“Every weekend, Shri would set off at 7am to walk with his 15-20kg backpack. He’d come back home only at 4pm. His usual haunts included McRitchie reservoir, Coast to Coast trail from Jurong to Coney, Treetop walk, Rail Corridor, Bukit Timah hill, amongst many others.” This is the loving tribute of noted singer Sushma Soma, posted yesterday, in memory of her husband Shrinivas Sainis Dattatraya, the Indian-origin mountaineer from Singapore who went missing and then was presumed dead — body never found — somewhere in the “death zone” of Mt Everest.
The search for Shrinivas Sainis Dattatraya, who summited Mt Everest but could not make his way down on May 19, has been arguably the most high-profile incident in the 2023 spring climbing season of the Himalayas.
He ‘fell’ somewhere around 8,000 metres; it was never clear how he could possibly fall down the mountainside when clipped to a fixed rope. The ground search went on for days, but the family was finally forced to accept that he was gone forever. Sushma then wrote a long message of thanks on Instagram — a closure note — to everyone involved, especially the Sherpas. This was about two weeks ago.
In her post yesterday, Sushma recalled her late husband’s spirit of adventure, how Shrinivas went exploring for hours even in the tiny island nation of Singapore.
The man who climbed Mt Everest, the dream of every mountaineer, besides scaling Denali (in the United States of America), Manaslu (in Nepal), and Pik Lenin (in Tajikistan), also playfully ‘conquered’ Bukit Timah in Singapore.
Sushma wrote: “The tallest point in Singapore on Bukit Timah hill is just a tiny speck next to where he stood, but it’s pregnant with all his memories for me.”
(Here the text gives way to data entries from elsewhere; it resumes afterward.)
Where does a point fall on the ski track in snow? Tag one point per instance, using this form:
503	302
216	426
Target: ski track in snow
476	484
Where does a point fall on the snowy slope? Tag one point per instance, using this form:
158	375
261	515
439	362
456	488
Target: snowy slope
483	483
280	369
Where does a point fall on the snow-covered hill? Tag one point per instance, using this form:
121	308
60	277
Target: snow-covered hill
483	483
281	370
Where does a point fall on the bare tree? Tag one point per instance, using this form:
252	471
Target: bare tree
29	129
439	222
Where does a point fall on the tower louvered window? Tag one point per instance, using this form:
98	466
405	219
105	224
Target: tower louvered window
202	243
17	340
The Singapore explorations of Shrinivas made Sushma look at Singapore in a new light: “Through him, I realised [that] Singapore was more than just a glitzy concrete jungle. He opened my eyes to her rainforests and waterways that were hidden from plain sight.”
While Shrinivas can never again accompany Sushma, she went on an exploratory Singapore trip to remember those times with him: “This week, I revisited some of the trails that have had many weekly trysts with him — Treetop walk, Rail Corridor and Bukit Timah hill — and some of our favourite people joined me.”
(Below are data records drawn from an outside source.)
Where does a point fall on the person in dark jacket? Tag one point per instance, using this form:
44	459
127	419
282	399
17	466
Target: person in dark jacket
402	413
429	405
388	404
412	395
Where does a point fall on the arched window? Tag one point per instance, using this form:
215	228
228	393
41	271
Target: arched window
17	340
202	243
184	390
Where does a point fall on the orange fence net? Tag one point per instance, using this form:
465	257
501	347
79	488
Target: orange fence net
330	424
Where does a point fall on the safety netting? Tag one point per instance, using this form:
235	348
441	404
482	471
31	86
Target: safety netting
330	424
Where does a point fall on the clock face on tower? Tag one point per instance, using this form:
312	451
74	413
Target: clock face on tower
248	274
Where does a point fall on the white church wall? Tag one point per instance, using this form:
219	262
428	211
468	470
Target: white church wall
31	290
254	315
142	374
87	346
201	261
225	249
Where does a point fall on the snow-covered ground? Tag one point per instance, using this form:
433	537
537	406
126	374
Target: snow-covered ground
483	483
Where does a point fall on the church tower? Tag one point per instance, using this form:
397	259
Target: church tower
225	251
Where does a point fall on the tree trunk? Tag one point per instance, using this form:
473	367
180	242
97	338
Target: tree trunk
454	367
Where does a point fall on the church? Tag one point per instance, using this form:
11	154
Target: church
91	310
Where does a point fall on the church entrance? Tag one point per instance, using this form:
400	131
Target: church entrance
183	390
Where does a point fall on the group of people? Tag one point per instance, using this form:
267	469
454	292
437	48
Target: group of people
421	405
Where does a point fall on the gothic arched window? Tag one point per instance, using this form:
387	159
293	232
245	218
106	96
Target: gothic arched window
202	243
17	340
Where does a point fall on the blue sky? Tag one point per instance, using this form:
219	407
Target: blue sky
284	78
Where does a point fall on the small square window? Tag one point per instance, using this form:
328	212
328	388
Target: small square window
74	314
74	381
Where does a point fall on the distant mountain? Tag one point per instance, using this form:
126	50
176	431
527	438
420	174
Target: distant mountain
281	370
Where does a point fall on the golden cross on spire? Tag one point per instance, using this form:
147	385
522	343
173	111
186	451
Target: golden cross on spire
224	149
Her Instagram post cited an amusing conversation with her husband, an executive director at real estate firm Jones Lang LaSalle in Singapore, when she was working on a musical production, titled HOME, to be staged at the SIFAS Festival of Arts 2023, at Esplanade – Theatres on the Bay in Singapore. At that time, Shrinivas was preparing to climb Mt Everest. She wrote: “When I was working to stage HOME in Singapore in April, Shri said I was climbing the Olympus Mons while he was climbing Mount Everest. I asked him ignorantly, ‘Wait what, why wouldn’t you say I’m also climbing my own Everest??’ With his inimitable calm smirk, he told me to Google ‘Olympus Mons’. I did, only to find out that it is the highest mountain and volcano in the Solar System and is 3 times the height of Mount Everest. Ah, he had his way of celebrating (and annoying) me. Indirectly. Wholly. All [the] while educating me on a random fact.”
Yesterday’s social media tribute came about three weeks after Shrinivas summited Mt Everest and then went missing. Sushma emphasised that despite her grief over his death, she had not forgotten his mountaineering feat.
She wrote: “In all that’s happened over the last 3 weeks, I had not paused to celebrate the fact that Shri was on the peak of Mount Everest! I mean, what an incredible feat he achieved! What a CHAMPION.” She ended the post by saying: “Shri, this one’s for you. There will never be another You (sic).”